Le 31 mars, les Galeries Lafayette annonçaient la fermeture, dès 2015, de leurs magasins de Béziers et de Thiais, (Centre commercial de Belle Epine, 94). Bilan: casse de 192 emplois aux Galeries et de de démonstrateurs (salariés des marques). Le magasin de Lille – 150 salariés et 70 démonstrateurs – devrait suivre.
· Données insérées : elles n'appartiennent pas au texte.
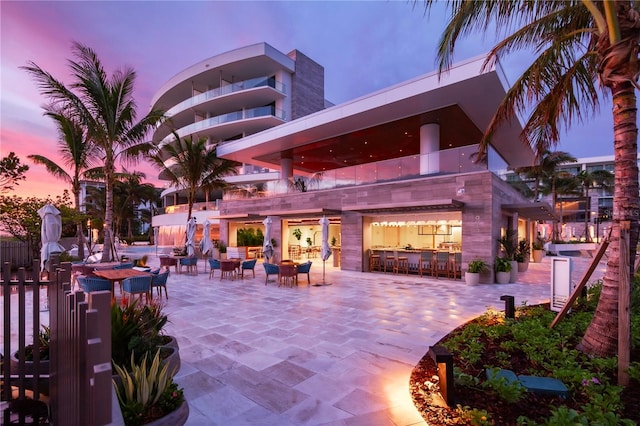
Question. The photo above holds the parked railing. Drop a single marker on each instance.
(78, 384)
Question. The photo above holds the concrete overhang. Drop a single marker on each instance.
(467, 87)
(533, 211)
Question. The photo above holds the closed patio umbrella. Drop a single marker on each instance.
(325, 250)
(206, 245)
(267, 247)
(50, 233)
(191, 237)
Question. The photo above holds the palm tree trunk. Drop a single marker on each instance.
(601, 337)
(79, 230)
(108, 214)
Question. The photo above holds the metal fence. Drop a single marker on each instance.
(16, 253)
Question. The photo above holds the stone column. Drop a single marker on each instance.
(429, 144)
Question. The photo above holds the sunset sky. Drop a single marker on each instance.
(363, 46)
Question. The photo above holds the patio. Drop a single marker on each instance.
(329, 355)
(336, 355)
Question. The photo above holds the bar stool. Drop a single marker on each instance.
(374, 261)
(401, 263)
(389, 262)
(426, 262)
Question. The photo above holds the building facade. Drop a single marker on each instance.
(393, 171)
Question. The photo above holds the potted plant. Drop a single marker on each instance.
(538, 250)
(502, 267)
(147, 394)
(522, 255)
(509, 245)
(476, 267)
(44, 336)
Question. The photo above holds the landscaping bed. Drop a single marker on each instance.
(526, 346)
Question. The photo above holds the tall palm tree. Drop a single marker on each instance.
(106, 108)
(589, 179)
(76, 155)
(582, 50)
(547, 164)
(192, 165)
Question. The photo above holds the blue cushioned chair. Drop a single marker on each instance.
(138, 285)
(270, 269)
(191, 264)
(248, 265)
(89, 284)
(214, 264)
(304, 268)
(159, 281)
(125, 265)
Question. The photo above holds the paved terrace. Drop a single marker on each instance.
(333, 355)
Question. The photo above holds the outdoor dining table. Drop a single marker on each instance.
(118, 275)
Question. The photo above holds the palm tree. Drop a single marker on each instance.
(192, 165)
(582, 50)
(547, 163)
(589, 179)
(105, 107)
(76, 155)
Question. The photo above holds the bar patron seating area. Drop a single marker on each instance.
(423, 244)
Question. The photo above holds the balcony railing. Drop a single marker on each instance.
(451, 161)
(225, 90)
(264, 111)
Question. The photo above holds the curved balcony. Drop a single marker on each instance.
(228, 125)
(225, 90)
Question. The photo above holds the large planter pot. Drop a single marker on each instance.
(513, 274)
(177, 417)
(503, 277)
(537, 256)
(29, 366)
(472, 278)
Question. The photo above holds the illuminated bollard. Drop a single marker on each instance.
(509, 306)
(444, 362)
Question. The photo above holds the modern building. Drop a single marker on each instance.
(228, 97)
(392, 171)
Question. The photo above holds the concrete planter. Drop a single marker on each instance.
(537, 256)
(503, 277)
(472, 278)
(557, 248)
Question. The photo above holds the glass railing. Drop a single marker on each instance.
(207, 123)
(184, 208)
(225, 90)
(451, 161)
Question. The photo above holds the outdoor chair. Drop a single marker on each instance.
(248, 265)
(159, 282)
(288, 275)
(305, 268)
(270, 269)
(90, 284)
(191, 264)
(227, 269)
(124, 265)
(425, 262)
(138, 285)
(213, 264)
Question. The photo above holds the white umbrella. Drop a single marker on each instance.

Cette annonce est d'autant plus choquante qu'elle s'accompagne d'un plan d'investissement de grande envergure au Qatar en 2016 et de l'implantation des Galeries sur les Champs-Élysées en 2018. Au repositionnement dans le très haut de gamme, on sacrifie quelques magasins de province et 300 emplois… alors que le chiffre d'affaires du groupe a augmenté de 28,5% entre 2010 et 2013 et que les bénéfices ont, eux, carrément fait un bond de 34%. Cette stratégie est pour nous inadmissible: elle montre que c'est le coût du capital qui détruit l'emploi et non le coût du travail.
Une semaine plus tard, le groupe Vivarte (La Halle, André, Kookai, Naf Naf…) qui compte 17000 salariés en France annonce la fermeture de 244 magasins et la suppression de 1600 emplois dans sa principale enseigne, La Halle aux vêtements. 35 magasins et 105 emplois seront éliminés chez André et Kookai supprimera 35 postes au Siège. C'est la plus violente coupe du secteur de l'habillement de ces dernières années, en France. Elle s'explique par l'augmentation des marges réclamées par les actionnaires. Pour satisfaire leur appétit de bénéfices toujours plus grands, l'ancienne direction a modifié la cible marketing, augmenté les gammes, les prix, les marges et a fini par éloigner la clientèle populaire qui venait chercher un rapport qualité-prix abordable et caractéristique des enseignes du groupe. Nous n'avons cessé de dénoncer cette stratégie et d'alerter sur les risques qui pesaient sur les salariés. Nous n'avons pas été entendus. En revanche, l'ancien PDG qui a lancé ce plan de restructuration est parti, lui, avec 3 millions d'euros d'indemnités. Cherchez l'erreur.
L'État a pourtant versé des aides publiques à travers le CICE ?
C'est le plus scandaleux. Vivarte a perçu plus de 40 millions d'euros d'aides publiques au titre desdits Pacte de responsabilité, ANI, CICE… pour soi disant développer l'entreprise, sa compétitivité, ses emplois. Les contreparties ne sont pas là. La situation de La Halle préfigure des futures conséquences du projet de loi Macron et montre pourquoi nous la combattons avec force – pas plus tard que le 9 avril dernier dans la rue. Ouverture dominicale, petits salaires, emplois précaires, temps partiels récurrents, plannings hyper-flexibles… C'est comparable au contrat zéro en place en Angleterre et qui suppose une totale disponibilité du salarié vis-à-vis de l'employeur sans aucune garantie. Cette enseigne fonctionnait déjà selon le système Macron et voilà le résultat. Ça ne marche pas. Pis, avec l'argent publique, c'est-à-dire nos impôts, on a fait des cadeaux au patronat qui continue de développer sa logique de destruction de l'emploi visant à générer toujours plus de profits à verser aux actionnaires. Nous avons écrit au ministre de l'Emploi, aucune réponse.
Le secteur du commerce et des services vous semble-t-il particulièrement touché?
Bien sûr. Notre secteur regroupe les métiers où le gouvernement expérimente ses politiques de flexibilité du travail. Deux autres exemples: les plateformes logistiques de grandes surfaces comme Carrefour, Intermarché, etc. Jadis elles fonctionnaient avec plusieurs centaines de salariés manutentionnaires. Aujourd'hui, le patronat a trouvé la parade: sous prétexte d'améliorer les conditions de travail, et avec l'aide de l'État, il a tout mécanisé et n'a gardé que quelques dizaines d'emplois. Les caisses automatiques ou les drive sont du même acabit. C'est l'histoire bien connue de l'évolution des usines Renault. Le patronat du commerce a transposé ces avantages et s'en sert pour satisfaire les exigences insatiables de leurs actionnaires.